Часто письма вкладываются в конверты и адресуются особам высокого ранга, что гарантирует более надежную доставку. Передавшие корреспонденцию оговариваются в письмах, что больших пакетов курьер не принимает, и поэтому, к сожалению их и моему, вынуждены ограничиться самым насущным. Диктуют свое и походные условия: «Я мог бы сочинить к вам обстоятельное письмо, в материи недостатка нет, – замечает саксонский офицер в августе того же 1758 г. из лагеря на «Западном фронте». – Да только в палатке, где ни кровати, ни стола, ни стула, особо не пишется[83]».
Эпистолярная культура и привычка находятся в становлении и существенно отличаются у разных корреспондентов. Наряду с теми, кто переписывается часто и много[84], есть и обратные примеры. Из далекого степного Рыльска, к примеру, письма идут в армию больше полугода – и в ответ отправлены всего несколько строк (№ 14). За отдаленностью мест, неграмотностью получателя и просто отсутствия традиции переписки домашние могут оставаться в полном неведении о судьбе своих родных годами и даже десятилетиями[85].

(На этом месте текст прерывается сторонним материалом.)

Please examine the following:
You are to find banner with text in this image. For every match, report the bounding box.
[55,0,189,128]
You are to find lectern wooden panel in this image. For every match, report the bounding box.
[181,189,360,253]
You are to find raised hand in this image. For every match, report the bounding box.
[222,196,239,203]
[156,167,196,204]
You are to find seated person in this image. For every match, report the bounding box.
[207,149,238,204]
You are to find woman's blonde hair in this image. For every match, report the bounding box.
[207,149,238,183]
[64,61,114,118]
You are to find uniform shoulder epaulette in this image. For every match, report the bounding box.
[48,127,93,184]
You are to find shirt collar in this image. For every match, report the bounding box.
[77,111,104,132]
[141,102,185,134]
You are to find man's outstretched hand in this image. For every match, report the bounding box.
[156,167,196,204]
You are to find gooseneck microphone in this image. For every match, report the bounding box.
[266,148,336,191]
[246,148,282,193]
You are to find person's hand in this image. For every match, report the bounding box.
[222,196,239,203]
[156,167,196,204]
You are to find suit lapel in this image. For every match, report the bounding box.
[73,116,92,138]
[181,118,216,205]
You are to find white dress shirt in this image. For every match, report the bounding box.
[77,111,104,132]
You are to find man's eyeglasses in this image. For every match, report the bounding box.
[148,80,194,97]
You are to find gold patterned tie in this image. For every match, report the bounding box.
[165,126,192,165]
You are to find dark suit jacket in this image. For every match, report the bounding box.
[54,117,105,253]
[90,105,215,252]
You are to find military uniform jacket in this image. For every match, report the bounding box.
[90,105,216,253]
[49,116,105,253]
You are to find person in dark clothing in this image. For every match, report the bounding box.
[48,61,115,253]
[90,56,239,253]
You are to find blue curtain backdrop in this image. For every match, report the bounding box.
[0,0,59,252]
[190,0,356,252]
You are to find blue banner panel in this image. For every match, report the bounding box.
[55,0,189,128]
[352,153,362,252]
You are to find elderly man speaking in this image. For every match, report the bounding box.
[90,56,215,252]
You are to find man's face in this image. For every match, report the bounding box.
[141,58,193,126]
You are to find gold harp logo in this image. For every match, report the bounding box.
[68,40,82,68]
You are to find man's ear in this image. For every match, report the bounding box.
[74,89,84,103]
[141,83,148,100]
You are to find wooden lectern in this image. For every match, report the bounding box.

С учетом всех обстоятельств в целом можно принять, что перед нами выжимка относительно образованного слоя армии. Культурный водораздел проходит внутри офицерства, как и внутри разнородного конгломерата российского шляхетского сословия в целом. Это один из очевидных признаков того, что мы все еще имеем дело с «пограничьем» старой и новой России. Даже среди штаб- и обер-офицеров встречаются письма, по стилю и по содержанию мало отличимые от грамоток XVII и начала XVIII в.[86]
Сказываются и особенности состава Заграничной армии: элитная гвардия в продолжение всей Семилетней войны остается практически незадействованной[87]. В полевых полках уровень даже элементарной грамотности дворян был серьезной проблемой. Перед войной грамотность составляла среди пехотных офицеров около 70 %, но с привлечением офицеров из гарнизонных полков и ландмилиции, при необходимости усиленного производства при военных действиях этот уровень неизбежно падал[88].
Мобилизованный в качестве капеллана российской армией прусский пастор Христиан Теге писал, что в плену в Кюстрине после Цорндорфской баталии ему «пришлось жить с грубыми офицерами, которых образ жизни и привычки внушили мне отвращение» и постарался «сыскать других товарищей». Среди тех, кто пишет, есть и первые, но в большинстве – те самые «другие товарищи» «с более тонким образом мысли»[89]. В числе «военных интеллигентов» помимо хрестоматийного А. Т. Болотова, который, впрочем, практически всю войну отсиживался в кенигсбергском тылу, из бывших в поле можно назвать любителя романов и диариста поручика Якова Яковлевича Мордвинова или отставленного капитаном артиллерии Ивана Григорьевича Мосолова, который оставил «военные книги» и «тетради скорописные… с разными примечаниями»[90].